Hello! This is Yuko Ozeki, the leader in North America.

On the way back from a trip to Arizona recently, I visited Salvation Mountain. This place became a topic of conversation more than ten years ago. At that time, I was in the midst of raising children and couldn’t find the time to go, so I had to give up on the idea. However, this time, almost by chance, I was able to go and I’m very grateful for it.

The person who created this mountain is Leonard Knight. He spent 30 years creating it simply because he wanted to convey the gospel message that “God loves you!” Besides the mountain, there are many other things around, like cars and boats, all with messages like “God Loves You” or pictures representing the nine fruits of the spirit, or “Bible,” “Bible” written endlessly on car bumpers. It’s hard to describe, but I felt the intensity of his conviction. For about 30 years, he worked diligently, alone, contemplating, praying, and talking to God while creating this mountain and its artworks. And while spending time with people who came to see this mountain, he continued to convey the love of God.

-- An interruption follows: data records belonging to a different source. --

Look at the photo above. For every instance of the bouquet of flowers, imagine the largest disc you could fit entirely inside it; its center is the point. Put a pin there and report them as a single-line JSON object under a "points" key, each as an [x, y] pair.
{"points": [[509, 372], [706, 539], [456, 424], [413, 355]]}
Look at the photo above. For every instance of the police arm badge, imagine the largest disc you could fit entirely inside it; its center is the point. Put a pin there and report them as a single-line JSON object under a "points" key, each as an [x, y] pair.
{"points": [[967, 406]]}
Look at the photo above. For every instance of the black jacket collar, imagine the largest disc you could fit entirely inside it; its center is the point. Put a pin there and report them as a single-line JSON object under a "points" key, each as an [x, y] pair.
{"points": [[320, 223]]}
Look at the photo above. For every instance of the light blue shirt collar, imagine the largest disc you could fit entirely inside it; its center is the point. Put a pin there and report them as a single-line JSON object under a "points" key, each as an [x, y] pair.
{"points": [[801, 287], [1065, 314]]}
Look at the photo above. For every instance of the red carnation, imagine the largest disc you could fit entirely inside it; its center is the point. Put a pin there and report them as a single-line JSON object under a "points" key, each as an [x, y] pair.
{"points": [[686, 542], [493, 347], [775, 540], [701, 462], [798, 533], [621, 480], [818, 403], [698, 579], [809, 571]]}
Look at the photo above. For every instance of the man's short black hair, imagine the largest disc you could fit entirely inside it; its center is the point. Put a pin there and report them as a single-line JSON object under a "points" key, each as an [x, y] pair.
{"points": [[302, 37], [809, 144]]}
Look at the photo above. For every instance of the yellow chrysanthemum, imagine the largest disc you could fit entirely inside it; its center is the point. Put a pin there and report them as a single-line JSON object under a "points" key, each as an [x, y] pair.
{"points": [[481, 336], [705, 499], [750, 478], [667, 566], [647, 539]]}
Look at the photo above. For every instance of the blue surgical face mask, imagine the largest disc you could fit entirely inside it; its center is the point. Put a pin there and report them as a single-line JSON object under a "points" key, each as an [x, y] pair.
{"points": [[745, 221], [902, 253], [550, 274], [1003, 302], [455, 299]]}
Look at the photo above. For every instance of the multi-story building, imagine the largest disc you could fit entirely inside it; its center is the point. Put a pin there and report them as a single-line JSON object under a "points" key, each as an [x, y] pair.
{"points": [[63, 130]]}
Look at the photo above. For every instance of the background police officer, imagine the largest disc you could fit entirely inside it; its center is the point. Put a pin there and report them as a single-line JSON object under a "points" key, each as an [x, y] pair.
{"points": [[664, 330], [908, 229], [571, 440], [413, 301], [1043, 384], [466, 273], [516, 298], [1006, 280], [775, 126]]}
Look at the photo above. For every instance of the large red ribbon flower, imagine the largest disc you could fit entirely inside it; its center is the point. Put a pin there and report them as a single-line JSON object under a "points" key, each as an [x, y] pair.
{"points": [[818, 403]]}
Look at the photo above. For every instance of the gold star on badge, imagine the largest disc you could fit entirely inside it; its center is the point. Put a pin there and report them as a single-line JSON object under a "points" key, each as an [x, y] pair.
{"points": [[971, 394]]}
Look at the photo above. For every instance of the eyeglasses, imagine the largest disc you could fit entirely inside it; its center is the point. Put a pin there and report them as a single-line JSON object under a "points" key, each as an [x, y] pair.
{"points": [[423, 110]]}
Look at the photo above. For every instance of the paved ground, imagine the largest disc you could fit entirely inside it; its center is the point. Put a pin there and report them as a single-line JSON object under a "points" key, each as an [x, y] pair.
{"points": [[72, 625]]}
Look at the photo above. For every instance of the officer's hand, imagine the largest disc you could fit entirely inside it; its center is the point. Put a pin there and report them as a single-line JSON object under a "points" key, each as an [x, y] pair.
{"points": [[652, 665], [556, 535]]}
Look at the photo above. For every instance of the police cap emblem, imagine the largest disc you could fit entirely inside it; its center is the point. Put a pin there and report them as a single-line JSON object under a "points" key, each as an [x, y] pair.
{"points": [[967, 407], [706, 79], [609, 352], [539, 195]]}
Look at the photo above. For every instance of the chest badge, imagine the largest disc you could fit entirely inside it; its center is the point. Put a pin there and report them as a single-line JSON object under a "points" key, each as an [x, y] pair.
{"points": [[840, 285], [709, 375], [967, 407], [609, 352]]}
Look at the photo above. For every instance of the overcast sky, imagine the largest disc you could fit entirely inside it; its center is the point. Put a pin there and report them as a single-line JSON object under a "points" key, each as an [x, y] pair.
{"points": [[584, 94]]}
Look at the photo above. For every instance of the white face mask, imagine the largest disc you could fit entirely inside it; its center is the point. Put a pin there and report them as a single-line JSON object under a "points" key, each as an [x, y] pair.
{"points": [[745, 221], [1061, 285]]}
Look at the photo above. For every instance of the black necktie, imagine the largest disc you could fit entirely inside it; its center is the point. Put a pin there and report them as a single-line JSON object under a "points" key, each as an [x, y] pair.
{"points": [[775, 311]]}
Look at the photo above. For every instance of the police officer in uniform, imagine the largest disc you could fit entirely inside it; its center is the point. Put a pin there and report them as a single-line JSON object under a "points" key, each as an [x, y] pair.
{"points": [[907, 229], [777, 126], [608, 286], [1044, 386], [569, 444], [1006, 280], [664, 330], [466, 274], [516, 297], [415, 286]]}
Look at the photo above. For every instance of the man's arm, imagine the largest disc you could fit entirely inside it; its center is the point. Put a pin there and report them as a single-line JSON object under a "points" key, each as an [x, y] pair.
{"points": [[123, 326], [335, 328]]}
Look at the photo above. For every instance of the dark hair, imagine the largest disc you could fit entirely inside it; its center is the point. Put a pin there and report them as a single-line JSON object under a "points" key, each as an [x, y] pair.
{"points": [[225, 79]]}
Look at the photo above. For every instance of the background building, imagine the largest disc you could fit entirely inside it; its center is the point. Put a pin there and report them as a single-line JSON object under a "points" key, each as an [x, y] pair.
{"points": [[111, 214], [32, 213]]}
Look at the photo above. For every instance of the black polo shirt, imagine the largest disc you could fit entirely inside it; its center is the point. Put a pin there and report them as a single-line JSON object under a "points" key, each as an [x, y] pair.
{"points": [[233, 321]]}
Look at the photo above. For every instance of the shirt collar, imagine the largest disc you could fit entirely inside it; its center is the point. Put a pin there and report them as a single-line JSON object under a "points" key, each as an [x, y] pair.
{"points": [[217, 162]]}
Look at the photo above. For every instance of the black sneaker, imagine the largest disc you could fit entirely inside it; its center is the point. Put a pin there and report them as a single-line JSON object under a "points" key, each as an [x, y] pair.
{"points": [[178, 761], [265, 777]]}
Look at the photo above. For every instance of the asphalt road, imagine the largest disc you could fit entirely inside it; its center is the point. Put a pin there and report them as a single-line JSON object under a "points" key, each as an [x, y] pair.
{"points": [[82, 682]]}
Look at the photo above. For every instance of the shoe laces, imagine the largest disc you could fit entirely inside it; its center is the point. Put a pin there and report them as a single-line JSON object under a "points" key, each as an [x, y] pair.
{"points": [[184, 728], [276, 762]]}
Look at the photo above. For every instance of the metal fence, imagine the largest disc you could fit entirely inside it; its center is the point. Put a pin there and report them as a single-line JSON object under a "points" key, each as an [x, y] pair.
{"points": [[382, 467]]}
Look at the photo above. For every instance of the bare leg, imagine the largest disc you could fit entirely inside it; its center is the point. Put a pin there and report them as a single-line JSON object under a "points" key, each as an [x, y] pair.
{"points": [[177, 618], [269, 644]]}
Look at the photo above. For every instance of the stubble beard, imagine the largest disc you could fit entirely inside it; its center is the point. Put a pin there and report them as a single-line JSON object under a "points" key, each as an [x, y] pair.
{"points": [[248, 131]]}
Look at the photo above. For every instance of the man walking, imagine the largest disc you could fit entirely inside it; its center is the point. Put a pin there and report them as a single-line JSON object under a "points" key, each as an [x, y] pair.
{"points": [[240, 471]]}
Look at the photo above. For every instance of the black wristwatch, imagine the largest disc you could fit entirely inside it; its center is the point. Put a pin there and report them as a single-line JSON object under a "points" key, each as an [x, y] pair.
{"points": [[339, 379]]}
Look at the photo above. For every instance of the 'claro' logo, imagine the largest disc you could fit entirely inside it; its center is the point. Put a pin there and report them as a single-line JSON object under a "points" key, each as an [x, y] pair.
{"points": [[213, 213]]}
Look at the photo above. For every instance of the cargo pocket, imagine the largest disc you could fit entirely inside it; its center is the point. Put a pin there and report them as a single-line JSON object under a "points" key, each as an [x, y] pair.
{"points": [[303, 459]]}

Thinking about this, I remembered Noah, who spent about 100 years (maybe a bit shorter) building the ark. Just like Leonard Knight, Noah worked quietly, building the ark to save humanity. Those 100 years were not just a time of physical labor; they were surely an incredibly long and deep time of communion with God, a time of prayer.

At JCFN, we occasionally hold retreats with contemplative prayer and times of silence called C-WIT. During the silent times, we engage in activities like coloring or drawing on stones while communing with God. What Leonard and Noah did was on a much larger scale than a retreat of a few hours or days; it was a long, long time of silence and contemplative prayer. This realization filled me with a solemn feeling that is hard to describe.


(Note: Since the creator of Salvation Mountain, Leonard, has passed away for a long time, maintenance is needed in many places, and many areas are closed. If you haven’t been and are interested, I recommend going soon.)